According to many current observers John Main had grasped the meaning of Bob Dylan’s great song “The Times They Are a-Changing” and saw silence in prayer as an antidote to the noise and excessive activity of our contemporary world. Today the increasing return to the daily discipline of John Main’s teaching on meditation has great importance in our cybernetic age of speed and frenetic activity. In response to this clamor John Main once said: “Silence gives our spirit room to breathe, room to be”. And he added, “You discover in the silence that you are loved and that you are loveable. It is this discovery that everyone must make in their lives if they are going to become fully themselves, fully human”. Nor is this meditative silence a value only in Christianity. It is found in the spiritual paths and traditions of all the world’s major religions.

What surprises most newcomers to Christian Meditation is its simplicity. John Main always emphasized how simple it is to enter into the experience of this way of prayer. Regarding the how-to of meditation he says: “Sit down, sit still and upright. Close your eyes lightly. Sit relaxed but alert. Silently, interiorly begin to say a single word. We recommend the prayer-phrase, “maranatha.” Recite it as four syllables of equal length, ma-ra-na-tha. In Aramaic it means . . . Come, Lord Jesus. Listen to it as you say it, gently but continuously. Do not think or imagine anything—spiritual or otherwise. If thoughts and images come, these are distractions at the time of meditation, so keep returning to simply saying the word.

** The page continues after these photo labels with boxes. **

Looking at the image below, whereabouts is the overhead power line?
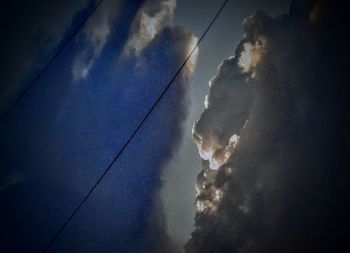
[43,0,229,252]
[0,0,104,122]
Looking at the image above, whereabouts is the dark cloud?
[185,1,350,253]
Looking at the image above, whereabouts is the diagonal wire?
[43,0,229,252]
[0,0,104,122]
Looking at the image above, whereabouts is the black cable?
[0,0,104,122]
[43,0,229,252]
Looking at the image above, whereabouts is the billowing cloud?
[72,0,122,79]
[0,0,88,111]
[185,1,350,253]
[123,0,176,55]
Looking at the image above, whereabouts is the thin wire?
[43,0,229,252]
[0,0,104,122]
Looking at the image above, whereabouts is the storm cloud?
[185,1,350,253]
[0,0,89,112]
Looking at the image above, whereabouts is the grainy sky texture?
[0,0,350,253]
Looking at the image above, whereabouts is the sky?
[0,0,349,253]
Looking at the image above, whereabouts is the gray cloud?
[0,0,88,111]
[123,0,176,55]
[185,1,350,253]
[72,0,122,79]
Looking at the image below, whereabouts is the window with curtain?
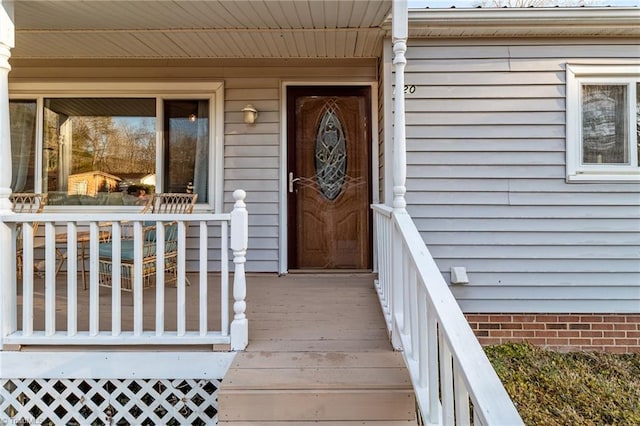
[9,99,37,192]
[10,88,212,206]
[567,65,640,181]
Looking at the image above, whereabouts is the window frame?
[566,64,640,182]
[9,80,224,212]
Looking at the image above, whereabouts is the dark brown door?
[287,87,371,269]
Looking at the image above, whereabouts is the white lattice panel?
[0,379,220,426]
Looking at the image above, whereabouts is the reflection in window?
[164,100,209,203]
[582,85,629,164]
[42,98,156,205]
[9,99,37,192]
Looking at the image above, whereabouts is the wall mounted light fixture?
[241,104,258,124]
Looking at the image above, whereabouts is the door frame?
[278,80,380,275]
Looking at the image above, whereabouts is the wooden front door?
[287,87,371,269]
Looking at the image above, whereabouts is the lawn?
[485,343,640,426]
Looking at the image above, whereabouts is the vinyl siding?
[11,59,377,272]
[402,39,640,312]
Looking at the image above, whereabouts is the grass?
[485,343,640,426]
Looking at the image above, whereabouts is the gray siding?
[11,59,377,272]
[405,39,640,312]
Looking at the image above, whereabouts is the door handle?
[289,172,300,192]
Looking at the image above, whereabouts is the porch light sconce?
[241,104,258,124]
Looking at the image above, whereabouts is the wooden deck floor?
[18,273,391,346]
[218,274,416,426]
[19,273,416,426]
[247,274,391,352]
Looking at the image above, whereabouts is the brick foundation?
[465,313,640,353]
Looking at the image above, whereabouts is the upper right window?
[567,65,640,182]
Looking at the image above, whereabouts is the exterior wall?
[10,59,377,272]
[466,313,640,353]
[402,39,640,312]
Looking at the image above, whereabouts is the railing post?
[231,189,249,351]
[0,2,17,350]
[392,0,409,213]
[390,0,408,350]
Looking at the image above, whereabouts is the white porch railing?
[0,190,248,350]
[372,205,523,426]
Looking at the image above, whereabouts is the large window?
[567,65,640,181]
[10,84,220,206]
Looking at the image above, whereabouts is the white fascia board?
[385,7,640,36]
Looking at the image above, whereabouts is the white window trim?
[9,80,224,212]
[566,64,640,182]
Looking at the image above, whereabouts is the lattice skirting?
[0,379,221,426]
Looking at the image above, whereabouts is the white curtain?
[9,101,36,192]
[193,101,209,202]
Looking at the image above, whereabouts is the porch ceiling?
[12,0,392,59]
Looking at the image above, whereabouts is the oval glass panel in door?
[315,102,347,200]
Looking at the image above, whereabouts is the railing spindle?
[67,222,78,336]
[22,223,33,336]
[112,222,122,336]
[453,360,471,426]
[44,222,56,336]
[155,222,165,336]
[177,220,187,336]
[133,220,144,337]
[220,222,229,336]
[198,221,209,336]
[438,334,455,426]
[89,222,100,336]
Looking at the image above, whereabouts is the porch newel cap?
[231,189,249,252]
[230,189,249,351]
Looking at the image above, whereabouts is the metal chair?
[98,193,198,291]
[9,192,47,279]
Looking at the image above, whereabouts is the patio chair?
[98,193,198,291]
[9,192,47,279]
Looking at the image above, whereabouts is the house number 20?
[404,84,416,94]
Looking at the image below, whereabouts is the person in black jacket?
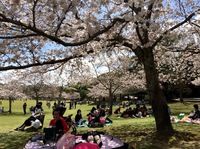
[75,109,86,125]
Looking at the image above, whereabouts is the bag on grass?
[56,133,75,149]
[32,119,42,129]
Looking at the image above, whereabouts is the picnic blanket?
[171,117,200,124]
[23,133,128,149]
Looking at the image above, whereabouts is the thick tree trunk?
[179,81,184,102]
[143,49,173,133]
[108,89,113,115]
[8,97,13,113]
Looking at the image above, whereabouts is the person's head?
[194,104,199,110]
[77,109,81,114]
[52,110,60,120]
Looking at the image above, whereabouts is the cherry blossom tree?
[0,0,199,133]
[0,73,29,113]
[155,28,200,102]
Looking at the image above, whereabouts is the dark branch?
[0,50,93,71]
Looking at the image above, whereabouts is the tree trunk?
[179,81,184,102]
[143,48,173,133]
[108,89,113,115]
[8,97,12,113]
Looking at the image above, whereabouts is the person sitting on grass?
[49,109,70,134]
[188,104,200,120]
[114,107,121,114]
[75,109,86,126]
[14,112,43,131]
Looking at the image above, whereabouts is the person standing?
[23,102,27,115]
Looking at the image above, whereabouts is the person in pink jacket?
[49,110,70,133]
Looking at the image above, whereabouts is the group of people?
[114,104,149,118]
[14,102,44,131]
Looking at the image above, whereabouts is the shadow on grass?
[0,125,200,149]
[101,125,200,149]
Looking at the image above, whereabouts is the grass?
[0,100,200,149]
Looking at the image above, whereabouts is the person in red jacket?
[49,110,70,133]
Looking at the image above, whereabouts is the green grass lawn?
[0,100,200,149]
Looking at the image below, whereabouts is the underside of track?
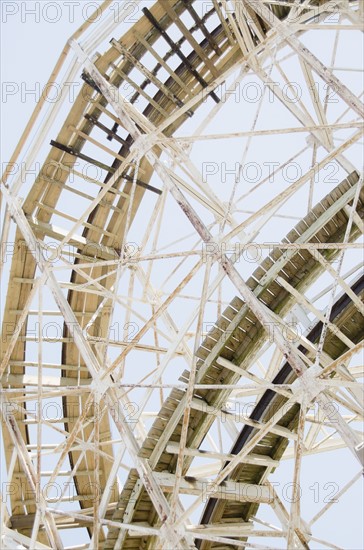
[0,0,364,550]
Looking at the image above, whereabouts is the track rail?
[105,174,364,550]
[1,0,363,548]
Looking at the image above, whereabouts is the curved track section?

Meditate each morning and evening for between twenty and thirty minutes.”

John Main’s teaching on prayer today is being handed down primarily in small groups of meditators meeting on a weekly basis in homes, churches, schools, hospitals, work places, and a variety of other locations. In the weekly meetings “newcomers” can learn how to meditate, and on-going meditators receive the support and encouragement to continue the daily practice of meditation in their own lives each morning and evening. Christian Meditation is not just a middle-class or first-world interest. In many countries such as Brazil, Indonesia, and India, meditation bridges the gap between rich and poor. There are also groups meeting in maximum security prisons in many countries.

Since his death on December 30, 1982, John Main’s influence has coincided with a remarkable world-wide renewal and return to the practice of contemplative prayer. John Main tells us that to be with God does not require words, thoughts or images, but the silent consciousness of a Presence. He reminds us that the spiritual pilgrimage invites us to have the courage to become more and more silent. The journey starts, says John Main, when we accept the daily discipline of silence, stillness and simplicity.